At the island of Koronis, where George and Lita Livanos receive like no others, Willy and Olga Shawcross came on board Bushido and showered me with compliments. They know about boats, Willy’s father having owned a great Fife, and it was like hearing compliments about my children. Funny thing about boats. They are like mistresses, expensive, temperamental, volatile, but one feels for them as one feels for one’s child. But back to reality. And to Greece.

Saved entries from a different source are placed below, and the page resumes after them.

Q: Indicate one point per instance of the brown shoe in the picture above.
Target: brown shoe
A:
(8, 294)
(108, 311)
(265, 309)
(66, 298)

Pouring money in will not make Greek industry competitive. Pouring money in is the problem, not the solution. All that the summit in Brussels accomplished was giving Greece breathing space. It will not work. What is needed is a change in the culture, and that takes decades, if not centuries. The Eurocrooks are taking this ancient continent down the Swanee. They couldn’t care less as long as they keep their salaries and privileges. A borderless continent conceived by technocrats is an LSD illusion, a scam, and a monetary union without full political unification the biggest scam of all. Yet the Eurocrooks insist that lending more moolah is the answer. Greeks see fraud and corruption everywhere and refuse to play ball. The state, with EU money, has spoiled them, and now demands sacrifices. It doesn’t work like this. This year will be the third in a row that the Greek economy has shrunk. Does anyone in their right mind still believe that things will improve and that everything will one day be hunky-dory?

The Eurocrooks are taking us down and we’re doing nothing about it. Everyone’s playing for time in order to be able to keep the motorcycle outriders and the arse-licking and bowing and scraping that go with being in power. I wrote this last year and I was proved right. Next year I expect to be named a prophet.